Starting is simpler than it looks. You just need three principles.
1. Begin with what you love
The best entry point into AI isn’t a work task. It’s a topic you genuinely care about: a hobby, a personal interest, a question you’ve been sitting with.
Why? Because the moment AI solves something concrete and close to you, it earns your attention. That’s when you naturally want to go further, and that’s when it starts carrying over into your work.
Pick a good tool: Claude, ChatGPT, or Gemini are all excellent starting points, and begin a conversation about something that interests you. This isn’t wasted time. It’s the fastest way to build a real relationship with a technology that will change how you work.
2. Treat AI as a teacher, not a task executor
This shift in perspective changes everything.
Most people approach AI with a specific request: “Write me an email. Summarise this document. Translate this text.” That’s fine, but it’s only a fraction of what AI can do.
Try seeing it differently: as the most available and patient teacher you’ve ever had. Want to learn a new language? Develop a skill? Understand a complex field? AI can assess your current level, design a learning plan, create challenges, and answer your questions whenever you need it.
A practical starting point: give AI a prompt like “You’re a learning specialist. Ask me a few questions to understand my current level on the topic of XY.” Let it build a plan. Then use it as a guide, not just a tool.
This perspective, AI as teacher, is also why you should have access to the best model available. It doesn’t matter whether you use it for work tasks or not. What matters is having the best possible guide at your side.
3. System over inspiration
Inspiration isn’t enough. You need a system.
Pin your AI tools to your browser so they’re always visible. Block 15 minutes in your calendar each day for experimentation. Capture ideas and notes in a tool like Notion or Evernote, not necessarily to process them immediately, but to have them ready when the time comes.

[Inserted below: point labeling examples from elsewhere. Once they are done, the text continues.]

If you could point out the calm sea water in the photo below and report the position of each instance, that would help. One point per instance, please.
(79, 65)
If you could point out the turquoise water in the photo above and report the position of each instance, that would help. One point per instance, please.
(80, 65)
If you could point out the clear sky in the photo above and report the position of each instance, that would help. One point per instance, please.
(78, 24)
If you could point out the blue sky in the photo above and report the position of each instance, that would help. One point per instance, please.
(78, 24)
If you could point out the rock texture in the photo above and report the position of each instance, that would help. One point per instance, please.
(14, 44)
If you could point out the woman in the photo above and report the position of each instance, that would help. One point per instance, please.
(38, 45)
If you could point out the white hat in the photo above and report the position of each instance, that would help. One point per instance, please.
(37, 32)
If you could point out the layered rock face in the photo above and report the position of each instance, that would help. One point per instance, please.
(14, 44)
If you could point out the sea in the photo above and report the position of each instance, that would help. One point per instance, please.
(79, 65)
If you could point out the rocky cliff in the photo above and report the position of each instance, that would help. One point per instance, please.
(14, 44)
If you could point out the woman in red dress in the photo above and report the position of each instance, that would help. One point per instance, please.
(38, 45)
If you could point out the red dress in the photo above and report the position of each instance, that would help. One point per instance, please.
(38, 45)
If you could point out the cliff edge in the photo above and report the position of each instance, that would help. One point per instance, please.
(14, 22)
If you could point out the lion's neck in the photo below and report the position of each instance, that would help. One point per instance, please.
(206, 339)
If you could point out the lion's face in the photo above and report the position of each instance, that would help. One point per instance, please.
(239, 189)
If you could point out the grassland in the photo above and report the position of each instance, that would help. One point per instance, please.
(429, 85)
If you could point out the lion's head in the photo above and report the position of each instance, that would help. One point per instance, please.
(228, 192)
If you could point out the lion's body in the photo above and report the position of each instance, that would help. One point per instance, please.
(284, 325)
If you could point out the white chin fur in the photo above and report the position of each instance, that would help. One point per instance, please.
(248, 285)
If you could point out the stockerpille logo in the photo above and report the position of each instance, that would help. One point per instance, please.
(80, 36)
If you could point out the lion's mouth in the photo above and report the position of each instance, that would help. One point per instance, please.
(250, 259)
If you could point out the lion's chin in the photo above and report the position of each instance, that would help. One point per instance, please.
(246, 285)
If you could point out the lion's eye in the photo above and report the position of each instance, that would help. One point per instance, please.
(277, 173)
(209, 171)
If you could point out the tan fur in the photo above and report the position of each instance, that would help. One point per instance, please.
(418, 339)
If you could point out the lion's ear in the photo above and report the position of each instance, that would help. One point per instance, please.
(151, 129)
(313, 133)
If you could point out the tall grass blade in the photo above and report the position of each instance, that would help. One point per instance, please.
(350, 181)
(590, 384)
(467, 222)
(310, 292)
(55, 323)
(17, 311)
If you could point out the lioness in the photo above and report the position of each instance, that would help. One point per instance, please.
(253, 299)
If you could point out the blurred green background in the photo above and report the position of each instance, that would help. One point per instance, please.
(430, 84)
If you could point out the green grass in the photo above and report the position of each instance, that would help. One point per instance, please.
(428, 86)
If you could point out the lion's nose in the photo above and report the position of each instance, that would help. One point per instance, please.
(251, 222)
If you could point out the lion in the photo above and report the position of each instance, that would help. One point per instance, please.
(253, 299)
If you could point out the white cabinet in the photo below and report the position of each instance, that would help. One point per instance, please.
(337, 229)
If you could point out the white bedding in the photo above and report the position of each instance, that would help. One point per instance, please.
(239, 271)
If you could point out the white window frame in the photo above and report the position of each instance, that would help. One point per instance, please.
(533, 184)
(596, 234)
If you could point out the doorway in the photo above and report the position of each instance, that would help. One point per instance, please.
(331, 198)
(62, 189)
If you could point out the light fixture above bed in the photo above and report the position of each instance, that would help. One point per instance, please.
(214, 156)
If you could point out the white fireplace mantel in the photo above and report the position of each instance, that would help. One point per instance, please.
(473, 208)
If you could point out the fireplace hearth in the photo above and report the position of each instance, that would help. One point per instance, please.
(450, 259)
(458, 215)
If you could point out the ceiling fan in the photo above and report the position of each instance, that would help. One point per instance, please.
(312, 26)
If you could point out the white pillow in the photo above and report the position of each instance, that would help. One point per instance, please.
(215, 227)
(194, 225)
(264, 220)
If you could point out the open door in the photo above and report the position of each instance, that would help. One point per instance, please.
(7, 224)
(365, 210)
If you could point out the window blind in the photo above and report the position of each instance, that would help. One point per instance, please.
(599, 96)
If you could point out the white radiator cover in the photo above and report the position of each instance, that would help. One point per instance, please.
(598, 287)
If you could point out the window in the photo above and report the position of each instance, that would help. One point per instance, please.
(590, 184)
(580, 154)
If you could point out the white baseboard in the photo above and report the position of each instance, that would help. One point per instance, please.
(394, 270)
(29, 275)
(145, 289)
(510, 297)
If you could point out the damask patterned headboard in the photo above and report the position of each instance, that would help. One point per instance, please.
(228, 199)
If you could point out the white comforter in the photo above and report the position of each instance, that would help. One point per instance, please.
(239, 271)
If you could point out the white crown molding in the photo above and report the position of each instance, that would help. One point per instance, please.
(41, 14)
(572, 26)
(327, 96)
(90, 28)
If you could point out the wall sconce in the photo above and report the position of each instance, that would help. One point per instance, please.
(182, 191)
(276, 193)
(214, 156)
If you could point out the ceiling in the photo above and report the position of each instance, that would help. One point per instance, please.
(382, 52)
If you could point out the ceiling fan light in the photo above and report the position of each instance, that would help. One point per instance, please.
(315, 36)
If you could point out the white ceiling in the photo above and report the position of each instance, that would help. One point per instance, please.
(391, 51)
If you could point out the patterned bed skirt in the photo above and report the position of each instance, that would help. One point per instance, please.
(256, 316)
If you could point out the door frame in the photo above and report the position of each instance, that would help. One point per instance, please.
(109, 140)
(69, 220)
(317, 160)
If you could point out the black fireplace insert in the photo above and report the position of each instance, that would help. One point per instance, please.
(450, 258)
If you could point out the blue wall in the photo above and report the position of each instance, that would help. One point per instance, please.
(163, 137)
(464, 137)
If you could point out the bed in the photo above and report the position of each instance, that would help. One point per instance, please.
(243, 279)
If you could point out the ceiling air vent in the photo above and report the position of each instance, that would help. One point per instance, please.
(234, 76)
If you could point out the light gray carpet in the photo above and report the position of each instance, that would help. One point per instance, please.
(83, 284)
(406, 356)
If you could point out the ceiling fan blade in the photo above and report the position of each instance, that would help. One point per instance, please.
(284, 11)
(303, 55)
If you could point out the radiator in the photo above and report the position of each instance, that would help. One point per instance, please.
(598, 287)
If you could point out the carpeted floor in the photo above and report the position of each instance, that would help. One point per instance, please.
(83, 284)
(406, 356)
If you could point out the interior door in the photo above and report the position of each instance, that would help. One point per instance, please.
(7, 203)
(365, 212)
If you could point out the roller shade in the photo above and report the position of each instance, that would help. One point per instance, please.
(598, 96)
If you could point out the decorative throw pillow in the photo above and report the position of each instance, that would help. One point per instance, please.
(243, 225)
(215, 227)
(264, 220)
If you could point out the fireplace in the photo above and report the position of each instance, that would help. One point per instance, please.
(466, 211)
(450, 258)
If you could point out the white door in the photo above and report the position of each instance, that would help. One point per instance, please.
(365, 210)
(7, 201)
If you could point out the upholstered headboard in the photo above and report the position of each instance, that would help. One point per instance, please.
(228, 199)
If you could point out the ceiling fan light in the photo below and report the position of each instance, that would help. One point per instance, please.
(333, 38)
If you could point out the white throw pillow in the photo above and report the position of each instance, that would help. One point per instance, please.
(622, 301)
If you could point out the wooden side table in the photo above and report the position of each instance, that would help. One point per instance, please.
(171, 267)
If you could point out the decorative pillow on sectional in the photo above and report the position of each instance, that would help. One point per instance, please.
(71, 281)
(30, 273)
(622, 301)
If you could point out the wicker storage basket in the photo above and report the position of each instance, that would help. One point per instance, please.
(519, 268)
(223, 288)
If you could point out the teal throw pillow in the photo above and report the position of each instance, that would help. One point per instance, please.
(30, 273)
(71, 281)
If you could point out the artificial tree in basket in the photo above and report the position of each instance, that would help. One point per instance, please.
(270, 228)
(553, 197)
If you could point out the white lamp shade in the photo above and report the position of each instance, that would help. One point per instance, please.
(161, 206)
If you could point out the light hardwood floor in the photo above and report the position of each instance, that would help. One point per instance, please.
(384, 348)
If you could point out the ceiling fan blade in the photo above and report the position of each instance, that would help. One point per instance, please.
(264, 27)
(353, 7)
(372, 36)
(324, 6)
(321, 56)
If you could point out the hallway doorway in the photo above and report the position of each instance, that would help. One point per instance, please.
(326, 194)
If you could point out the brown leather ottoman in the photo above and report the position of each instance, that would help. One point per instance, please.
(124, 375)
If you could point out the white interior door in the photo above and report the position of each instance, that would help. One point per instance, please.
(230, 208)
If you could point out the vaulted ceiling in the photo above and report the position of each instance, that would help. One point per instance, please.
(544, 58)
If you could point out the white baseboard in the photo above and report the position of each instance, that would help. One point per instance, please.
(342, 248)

Think of it this way: if you had to hand over your work to a new colleague tomorrow, what would you give them? What information would they need? What processes? This way of thinking, documenting knowledge so that both a person and an AI can work with it, is the foundation of what’s often called a “second brain.” And it’s one of the most valuable skills you can build right now.
Getting started with AI isn’t about finding the perfect tool or completing the right course. It’s about starting, with what you love, with the understanding that AI is your teacher, and with a system that keeps you going. We’re all still at the beginning, and we’re all in a very similar position. So it’s never too late to start.